PHM supports the suggestions made by CWGH for the government to make a swift response through the Minister of Health to end this “endemic crisis by widening the participation of stakeholders in the development and implementation of policies for better health and developing innovative and new approaches in management and delivery of services in ways which enhance access, community satisfaction and local accountability”[3].

PHM therefore calls on the government:

  • To tackle the inequitable distribution of resources and poor governance. It is unacceptable that lives are lost and yet many ministers are receiving several cars each  in an economy suffering high levels of unemployment, extreme fuel costs and very limited currency;
  • To ensure the correct and transparent use of existing health financing strategies such as the Health Levy;
  • To honour its commitment to allocating 15% of the national budget to the health sector;

We express our solidarity with the senior doctors and all health workers in Zimbabwe. We pledge our support to health workers who work tirelessly in the interests of their patients’ health and well-being, as part of their commitment to realising their patients’ human rights, including the right to health. Health is a fundamental human right and everyone must enjoy this right.

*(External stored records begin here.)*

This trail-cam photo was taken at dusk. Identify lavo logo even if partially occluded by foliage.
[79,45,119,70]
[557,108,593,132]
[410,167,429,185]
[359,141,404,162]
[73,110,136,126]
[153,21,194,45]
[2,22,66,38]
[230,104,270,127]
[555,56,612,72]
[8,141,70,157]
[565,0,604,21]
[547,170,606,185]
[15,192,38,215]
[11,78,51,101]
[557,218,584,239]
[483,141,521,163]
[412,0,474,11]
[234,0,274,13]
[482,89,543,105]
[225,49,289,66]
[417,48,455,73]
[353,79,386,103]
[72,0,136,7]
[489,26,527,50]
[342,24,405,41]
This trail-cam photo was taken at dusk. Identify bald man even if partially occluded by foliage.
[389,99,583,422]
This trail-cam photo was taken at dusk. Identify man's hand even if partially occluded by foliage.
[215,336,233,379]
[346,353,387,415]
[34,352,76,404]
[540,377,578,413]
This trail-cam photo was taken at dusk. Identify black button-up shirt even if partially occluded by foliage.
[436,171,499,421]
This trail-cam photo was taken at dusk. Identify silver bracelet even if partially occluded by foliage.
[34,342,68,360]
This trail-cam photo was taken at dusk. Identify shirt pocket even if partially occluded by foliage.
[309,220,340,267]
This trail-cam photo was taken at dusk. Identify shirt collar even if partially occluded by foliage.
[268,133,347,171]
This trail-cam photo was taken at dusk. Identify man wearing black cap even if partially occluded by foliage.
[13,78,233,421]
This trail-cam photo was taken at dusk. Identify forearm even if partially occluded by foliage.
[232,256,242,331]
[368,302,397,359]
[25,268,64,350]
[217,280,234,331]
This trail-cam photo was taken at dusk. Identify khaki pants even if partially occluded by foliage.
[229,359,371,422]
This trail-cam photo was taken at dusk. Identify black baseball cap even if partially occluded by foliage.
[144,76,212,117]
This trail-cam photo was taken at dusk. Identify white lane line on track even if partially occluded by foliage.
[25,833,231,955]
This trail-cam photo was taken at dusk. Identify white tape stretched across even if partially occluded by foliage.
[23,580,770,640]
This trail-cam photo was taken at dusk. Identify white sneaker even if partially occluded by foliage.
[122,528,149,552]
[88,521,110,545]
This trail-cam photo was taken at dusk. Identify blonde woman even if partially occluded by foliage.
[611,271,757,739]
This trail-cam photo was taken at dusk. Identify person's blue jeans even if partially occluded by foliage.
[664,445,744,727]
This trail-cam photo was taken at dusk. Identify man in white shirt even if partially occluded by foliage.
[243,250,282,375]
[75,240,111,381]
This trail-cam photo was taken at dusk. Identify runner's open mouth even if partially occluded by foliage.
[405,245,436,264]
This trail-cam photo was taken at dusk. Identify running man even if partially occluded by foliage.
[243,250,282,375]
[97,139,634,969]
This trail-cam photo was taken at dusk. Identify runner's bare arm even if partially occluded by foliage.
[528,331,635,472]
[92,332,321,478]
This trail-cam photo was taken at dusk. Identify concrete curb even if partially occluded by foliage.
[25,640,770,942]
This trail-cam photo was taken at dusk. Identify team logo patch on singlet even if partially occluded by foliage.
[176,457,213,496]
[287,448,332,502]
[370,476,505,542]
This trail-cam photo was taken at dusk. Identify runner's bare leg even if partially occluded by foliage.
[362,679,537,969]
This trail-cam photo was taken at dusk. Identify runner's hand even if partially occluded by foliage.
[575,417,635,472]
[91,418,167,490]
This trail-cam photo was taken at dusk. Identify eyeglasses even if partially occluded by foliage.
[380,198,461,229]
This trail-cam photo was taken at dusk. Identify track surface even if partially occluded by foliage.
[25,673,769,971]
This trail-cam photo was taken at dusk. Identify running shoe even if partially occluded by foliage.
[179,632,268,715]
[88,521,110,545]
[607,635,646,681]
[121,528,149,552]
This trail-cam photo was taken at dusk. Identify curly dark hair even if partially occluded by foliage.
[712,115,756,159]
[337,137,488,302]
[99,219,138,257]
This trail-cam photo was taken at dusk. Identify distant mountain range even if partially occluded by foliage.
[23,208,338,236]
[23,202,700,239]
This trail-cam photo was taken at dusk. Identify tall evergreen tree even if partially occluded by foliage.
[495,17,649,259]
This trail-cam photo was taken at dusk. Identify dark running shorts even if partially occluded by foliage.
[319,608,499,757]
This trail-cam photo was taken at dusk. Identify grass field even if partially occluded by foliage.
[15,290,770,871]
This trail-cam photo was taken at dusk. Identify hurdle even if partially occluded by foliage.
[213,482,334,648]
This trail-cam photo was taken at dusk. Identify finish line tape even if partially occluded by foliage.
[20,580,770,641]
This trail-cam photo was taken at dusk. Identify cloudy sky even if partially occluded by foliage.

We demand urgent action by the Zimbabwean government to make medicines, equipment and sundries immediately available in all public health facilities to restore health and life. We also demand the Zimbabwean government respect its constitution which is the supreme law of the country, as well as regional instruments and international treaties which guarantees the right to enjoyment of the highest attainable standard of physical and mental health. At this time there is an urgent need for relief for those injured and displaced by the effects of the cyclone which has hit Southern-Eastern Zimbabwe.

PHM is a global network bringing together grassroots health activists, policy maker’s civil society organizations, practitioners, and academic institutions from around the world, particularly from low and middle income countries (L&MIC) www.phmovement.org .

On behalf of the People’s Health Movement East and Southern Africa.

 Signed by:

PHM Global.

PHM East and Southern Africa Region.